Son implantation et son développement dans la péninsule indochinoise ne se fit pourtant pas sans difficultés. Parmi les écoles bouddhistes déjà implantées dans cette région, on en comptait plusieurs relevant d’autres nikāya-s du bouddhisme ancien de l’Inde – notamment l’un des plus importants en Inde du Nord, le Sarvāstivāda – nettement plus ouverts au Mahāyāna et au Vajrayāna, ou encore d’une lignée se réclamant elle aussi du canon Pāli, peut-être issue de l’Abhayagiri-vihāra ou des Mahīśāsaka du pays Andhra.

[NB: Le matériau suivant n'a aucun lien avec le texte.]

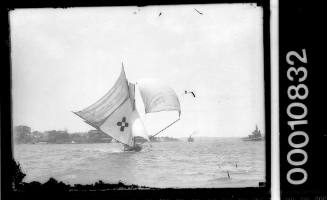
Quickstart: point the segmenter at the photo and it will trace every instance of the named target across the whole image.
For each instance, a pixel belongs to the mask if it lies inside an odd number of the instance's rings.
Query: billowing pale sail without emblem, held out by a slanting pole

Le Theravāda cinghalais ne les supplantera pas et plusieurs lignées, proches mais néanmoins différentes, coexistent donc dans cette région, jusqu’à aujourd’hui.

Trois fois menacée de disparition à Ceylan – du XIIe au XIXe s. –, l’« ordination » ou « prise complète  [des préceptes] » (upasampadā) des bhikkhu-s , pilier du Theravāda, sera réintroduite depuis la Thaïlande et la Birmanie, ces deux pays jouant désormais un rôle plus influent que Ceylan ainsi que le montre, notamment, la tenue de la VIesaṅgīti qui s’est déroulée en 1956, en Birmanie, pour la dernière révision complète du Canon Pāli.

Ce n’est que depuis le milieu du XXe s. que, à la demande expresse des bouddhistes cinghalais, l’expression de « bouddhisme du Theravāda » est désormais employée pour désigner l’ensemble des bouddhistes d’Asie du sud et du sud-est – quels que soient leur lignée d’ordination et leurs choix doctrinaux et pratiques... –, dès lors qu’ils se réfèrent essentiellement au Canon Pāli. Cette expression remplace les appellations de « bouddhisme du sud » ou « bouddhisme pāli », qui avaient d’abord été employées par les savants occidentaux, au XIXe s., avant d’être remplacées, dans la première moitié du XXe s., par l’expression péjorative et inappropriée de « bouddhisme du petit véhicule » (hīna-yāna).

Le nom Theravāda, dont l’acception est donc désormais très large et généralisatrice, ne rend donc aucunement compte des multiples courants qui composent, encore aujourd’hui, cet ensemble bouddhiste extrêmement composite.